ID: 2654282 • Letter: C

Question

Corporations often use different costs of capital for different operating divisions. Using an example, calculate the weighted cost of capital (WACC). What are some potential issues in using varying techniques for cost of capital for different divisions? If the overall company weighted average cost of capital (WACC) were used as the hurdle rate for all divisions, would more conservative or riskier divisions get a greater share of capital? Explain your reasoning. What are two techniques that you could use to develop a rough estimate for each division’s cost of capital? Your initial response should be 200 to 250 words.

Explanation / Answer

Weighted average cost of capital calculates the cost of capital by using the cost of debt (after tax) and cost of equity and multiplying it with their respective weights in the total capital.

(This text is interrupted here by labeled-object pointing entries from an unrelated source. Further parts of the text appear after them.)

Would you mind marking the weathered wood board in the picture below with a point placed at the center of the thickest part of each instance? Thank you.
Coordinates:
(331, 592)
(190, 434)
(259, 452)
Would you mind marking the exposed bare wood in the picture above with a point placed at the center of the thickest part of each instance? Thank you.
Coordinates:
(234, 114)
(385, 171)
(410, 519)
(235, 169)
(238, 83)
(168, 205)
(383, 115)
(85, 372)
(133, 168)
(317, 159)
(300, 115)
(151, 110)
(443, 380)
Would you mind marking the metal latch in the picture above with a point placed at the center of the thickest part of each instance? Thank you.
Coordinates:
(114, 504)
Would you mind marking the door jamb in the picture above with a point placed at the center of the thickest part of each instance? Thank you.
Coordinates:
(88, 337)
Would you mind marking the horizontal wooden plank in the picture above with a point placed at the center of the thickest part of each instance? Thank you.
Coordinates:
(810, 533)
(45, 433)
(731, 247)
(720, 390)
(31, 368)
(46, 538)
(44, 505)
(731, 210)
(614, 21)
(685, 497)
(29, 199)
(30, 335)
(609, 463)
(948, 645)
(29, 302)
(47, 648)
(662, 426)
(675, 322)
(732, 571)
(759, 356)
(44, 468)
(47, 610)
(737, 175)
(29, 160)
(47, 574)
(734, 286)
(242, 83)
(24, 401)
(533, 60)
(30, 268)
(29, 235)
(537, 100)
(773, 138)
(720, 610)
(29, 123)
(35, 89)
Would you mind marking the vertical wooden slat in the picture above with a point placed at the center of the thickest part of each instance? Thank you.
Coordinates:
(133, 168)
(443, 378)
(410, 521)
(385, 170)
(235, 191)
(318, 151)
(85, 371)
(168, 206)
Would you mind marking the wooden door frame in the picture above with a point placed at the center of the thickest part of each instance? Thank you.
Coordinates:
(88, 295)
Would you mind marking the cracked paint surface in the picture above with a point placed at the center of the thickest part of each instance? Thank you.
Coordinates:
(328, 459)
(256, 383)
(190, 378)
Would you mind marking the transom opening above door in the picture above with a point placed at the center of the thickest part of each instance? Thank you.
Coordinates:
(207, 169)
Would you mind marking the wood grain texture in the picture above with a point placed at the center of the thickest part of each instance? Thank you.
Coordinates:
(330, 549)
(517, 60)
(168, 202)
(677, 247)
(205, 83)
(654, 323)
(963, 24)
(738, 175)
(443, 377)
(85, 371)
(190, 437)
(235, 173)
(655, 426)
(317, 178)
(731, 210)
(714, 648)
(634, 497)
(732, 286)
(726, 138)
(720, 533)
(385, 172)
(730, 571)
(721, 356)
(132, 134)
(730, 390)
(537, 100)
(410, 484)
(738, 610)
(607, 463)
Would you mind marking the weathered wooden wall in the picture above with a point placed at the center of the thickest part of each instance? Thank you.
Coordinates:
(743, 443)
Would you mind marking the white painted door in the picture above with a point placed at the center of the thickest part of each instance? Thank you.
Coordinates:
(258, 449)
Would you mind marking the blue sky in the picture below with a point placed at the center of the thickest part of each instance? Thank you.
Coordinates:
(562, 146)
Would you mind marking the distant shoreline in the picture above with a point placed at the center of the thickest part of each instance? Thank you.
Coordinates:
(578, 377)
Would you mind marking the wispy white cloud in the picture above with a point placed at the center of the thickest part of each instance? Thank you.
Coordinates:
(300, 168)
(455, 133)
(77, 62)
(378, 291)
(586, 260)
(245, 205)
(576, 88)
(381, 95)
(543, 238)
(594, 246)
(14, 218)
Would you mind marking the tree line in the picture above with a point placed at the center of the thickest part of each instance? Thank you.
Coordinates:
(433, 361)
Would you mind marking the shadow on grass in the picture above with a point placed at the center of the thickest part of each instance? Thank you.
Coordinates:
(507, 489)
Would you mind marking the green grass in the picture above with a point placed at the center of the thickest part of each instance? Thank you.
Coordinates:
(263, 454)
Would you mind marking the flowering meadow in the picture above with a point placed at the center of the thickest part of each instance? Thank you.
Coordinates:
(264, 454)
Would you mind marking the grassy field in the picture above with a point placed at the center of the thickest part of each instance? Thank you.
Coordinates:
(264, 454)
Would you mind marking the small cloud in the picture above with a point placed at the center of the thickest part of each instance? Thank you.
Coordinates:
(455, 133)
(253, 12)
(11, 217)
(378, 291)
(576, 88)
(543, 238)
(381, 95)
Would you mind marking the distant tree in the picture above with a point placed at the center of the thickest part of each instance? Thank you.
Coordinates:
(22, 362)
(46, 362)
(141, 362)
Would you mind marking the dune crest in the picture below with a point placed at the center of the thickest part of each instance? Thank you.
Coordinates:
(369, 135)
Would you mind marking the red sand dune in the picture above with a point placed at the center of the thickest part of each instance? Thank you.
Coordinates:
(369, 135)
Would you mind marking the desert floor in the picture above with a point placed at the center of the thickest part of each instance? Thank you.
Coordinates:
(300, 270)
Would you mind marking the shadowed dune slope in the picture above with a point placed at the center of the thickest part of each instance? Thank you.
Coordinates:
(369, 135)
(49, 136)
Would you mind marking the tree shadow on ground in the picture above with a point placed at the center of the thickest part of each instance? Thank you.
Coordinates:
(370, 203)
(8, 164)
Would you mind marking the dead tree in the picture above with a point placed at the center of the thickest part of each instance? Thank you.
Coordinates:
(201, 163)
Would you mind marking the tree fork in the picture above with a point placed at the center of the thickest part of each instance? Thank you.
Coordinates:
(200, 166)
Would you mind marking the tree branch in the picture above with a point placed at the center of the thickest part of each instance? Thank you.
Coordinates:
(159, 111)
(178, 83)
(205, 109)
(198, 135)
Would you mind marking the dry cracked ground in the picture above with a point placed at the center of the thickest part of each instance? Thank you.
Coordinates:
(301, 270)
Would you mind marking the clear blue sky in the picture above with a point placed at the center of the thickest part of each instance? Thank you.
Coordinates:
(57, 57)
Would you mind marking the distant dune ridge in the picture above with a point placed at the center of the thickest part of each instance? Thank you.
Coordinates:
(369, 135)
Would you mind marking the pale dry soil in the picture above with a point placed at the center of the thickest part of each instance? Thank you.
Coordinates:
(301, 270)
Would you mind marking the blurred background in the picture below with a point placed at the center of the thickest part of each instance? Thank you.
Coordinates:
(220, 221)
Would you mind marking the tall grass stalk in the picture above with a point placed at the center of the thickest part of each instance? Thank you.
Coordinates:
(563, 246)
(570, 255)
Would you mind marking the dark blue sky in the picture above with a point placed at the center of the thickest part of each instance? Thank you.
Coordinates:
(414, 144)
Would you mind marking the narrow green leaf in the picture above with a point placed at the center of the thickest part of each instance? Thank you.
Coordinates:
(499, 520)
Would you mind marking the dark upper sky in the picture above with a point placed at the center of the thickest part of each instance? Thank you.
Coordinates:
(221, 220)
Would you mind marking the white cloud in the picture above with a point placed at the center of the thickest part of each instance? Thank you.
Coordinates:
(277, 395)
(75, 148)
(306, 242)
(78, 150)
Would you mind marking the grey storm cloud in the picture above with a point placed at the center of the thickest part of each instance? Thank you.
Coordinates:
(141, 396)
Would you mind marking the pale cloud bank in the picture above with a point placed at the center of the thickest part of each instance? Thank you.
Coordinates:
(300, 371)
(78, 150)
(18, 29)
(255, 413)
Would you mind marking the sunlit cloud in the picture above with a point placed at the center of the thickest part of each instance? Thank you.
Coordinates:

WACC = weight of debt*after tax cost of debt+weight of equity*cost of equity.

Suppose a firm has 50% debt and 50% equity in its capital. Its after tax cost of debt is 8% and cost of equity is 14%.

WACC = 0.50*8%+0.50*14% = 4%+7% = 11%.

WACC is used as a hurdle rate. It is used to discount future cash flows. In case of a diversified company like Samsung, it would be wrong to use a single company wide WACC. It is because Samsung operates in different segments like smartphones, TVs, fridge, etc. Each segment or division has its own risk profile. The smartphone segment is highly risky and demand is dependendt on new launches. This is not the case with the fridge or AC division and they are less risky. Thus each department or division should use its own cost of capital, reflecting its intrinsic risk.

If a single wide WACC is used, then the riskier projects will benefit. This is because, the more the risk, the more return is required. So in case of riskier projects the hurdle rate will be much higher than conservative projects. This will cause the cash flows of riskier projects to be discounted at a higher rate. By using a company wide single rate, the riskier projects will get the benefit of being discounted at a lower rate, thus getting more resources.

The reverse is true in case of conservative projects.

For developing the cost of capital of each division, the initial project outlay should be calculated. How this investment outlay was funded should be considered to calculate the WACC of the division. Suppose Samsung issued 9% bonds to raise $100,000,000. This amount was used for the smartphone division only. So this amount should be used while calculating the debt portion of smart phone division, and should not be alloted to any other division. This way the division wise cost of capital can be calculated.